For a quick fix it's ok, at least it's commented and not just a random
magic constant. The cleanups can be done later. Thanks.
David Sterba Sept. 20, 2023, 7:02 p.m. UTC | #6
On Wed, Sep 20, 2023 at 09:59:23AM -0400, Josef Bacik wrote:
> On Mon, Sep 18, 2023 at 01:14:41PM -0700, Boris Burkov wrote:
> > On Mon, Sep 18, 2023 at 03:27:47PM -0400, Josef Bacik wrote:
> > > A user reported some unpleasant behavior with very small file systems.
> > > The reproducer is this
> > > 
> > > mkfs.btrfs -f -m single -b 8g /dev/vdb
> > > mount /dev/vdb /mnt/test
> > > dd if=/dev/zero of=/mnt/test/testfile bs=512M count=20
> > > 
> > > This will result in usage that looks like this
> > > 
> > > Overall:
> > >     Device size:                   8.00GiB
> > >     Device allocated:              8.00GiB
> > >     Device unallocated:            1.00MiB
> > >     Device missing:                  0.00B
> > >     Device slack:                  2.00GiB
> > >     Used:                          5.47GiB
> > >     Free (estimated):              2.52GiB      (min: 2.52GiB)
> > >     Free (statfs, df):               0.00B
> > >     Data ratio:                       1.00
> > >     Metadata ratio:                   1.00
> > >     Global reserve:                5.50MiB      (used: 0.00B)
> > >     Multiple profiles:                  no
> > > 
> > > Data,single: Size:7.99GiB, Used:5.46GiB (68.41%)
> > >    /dev/vdb        7.99GiB
> > > 
> > > Metadata,single: Size:8.00MiB, Used:5.77MiB (72.07%)

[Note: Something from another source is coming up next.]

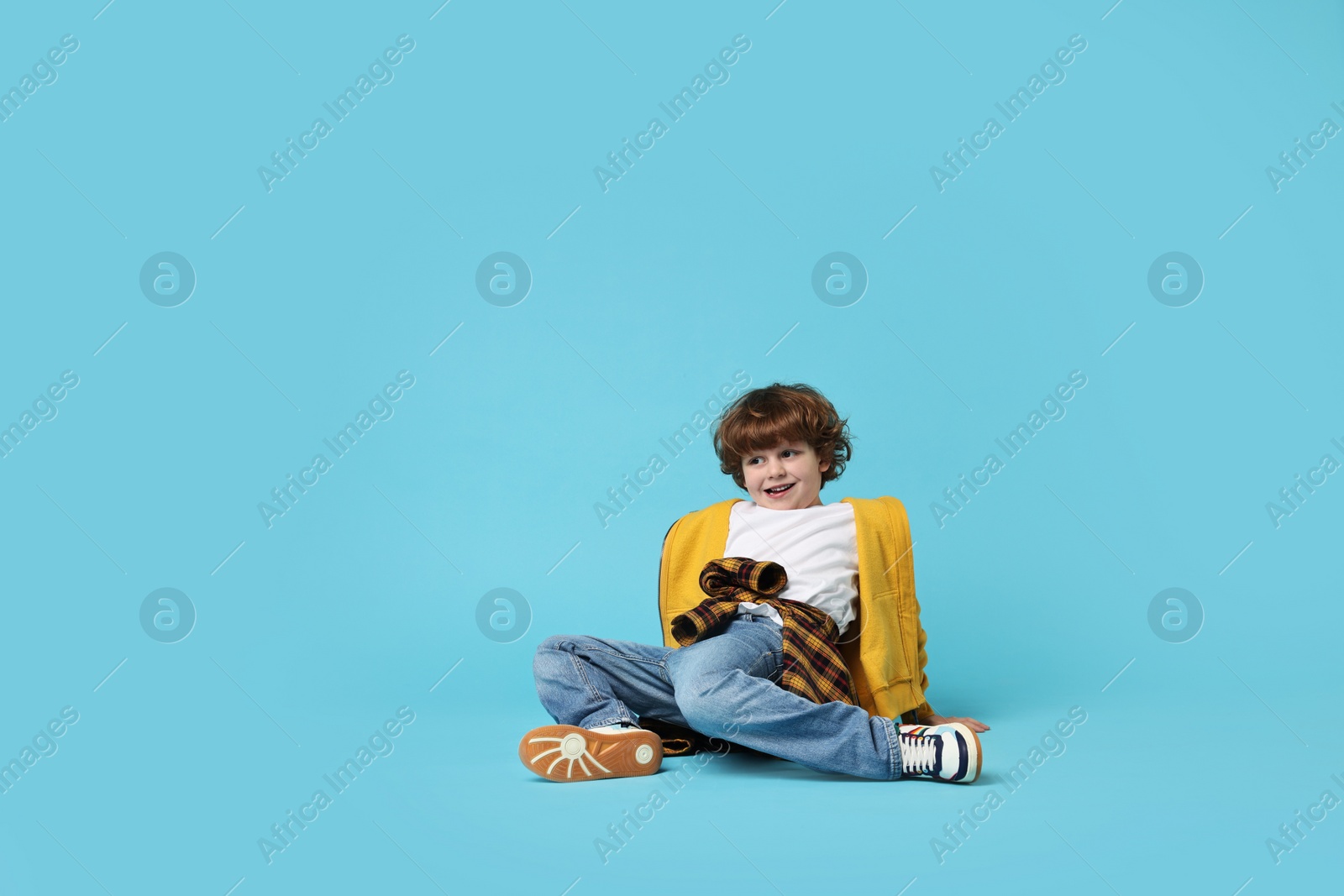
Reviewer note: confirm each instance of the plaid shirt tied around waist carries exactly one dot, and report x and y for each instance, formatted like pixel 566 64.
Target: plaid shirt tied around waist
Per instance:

> > >    /dev/vdb        8.00MiB
> > > 
> > > System,single: Size:4.00MiB, Used:16.00KiB (0.39%)
> > >    /dev/vdb        4.00MiB
> > > 
> > > Unallocated:
> > >    /dev/vdb        1.00MiB
> > > 
> > > As you can see we've gotten ourselves quite full with metadata, with all
> > > of the disk being allocated for data.
> > > 
> > > On smaller file systems there's not a lot of time before we get full, so
> > > our overcommit behavior bites us here.  Generally speaking data
> > > reservations result in chunk allocations as we assume reservation ==
> > > actual use for data.  This means at any point we could end up with a
> > > chunk allocation for data, and if we're very close to full we could do
> > > this before we have a chance to figure out that we need another metadata
> > > chunk.
> > > 
> > > Address this by adjusting the overcommit logic.  Simply put we need to
> > > take away 1 chunk from the available chunk space in case of a data
> > > reservation.  This will allow us to stop overcommitting before we
> > > potentially lose this space to a data allocation.  With this fix in
> > > place we properly allocate a metadata chunk before we're completely
> > > full, allowing for enough slack space in metadata.
> > 
> > LGTM, this should help and I've been kicking around the same idea in my
> > head for a while.
> > 
> > I do think this is kind of a band-aid, though. It isn't hard to imagine
> > that you allocate data chunks up to the 1G, then allocate a metadata
> > chunk, then fragment/under-utilize the data to the point that you
> > actually fill up the metadata and get right back to this same point.
> > 
> > Long term, I think we still need more/smarter reclaim, but this should
> > be a good steam valve for the simple cases where we deterministically
> > gobble up all the unallocated space for data.
> 
> This is definitely a bit of a bandaid, because we can have any number of things
> allocate a chunk at any given time, however this is more of a concern for small
> file systems where we only have the initial 8mib metadata block group.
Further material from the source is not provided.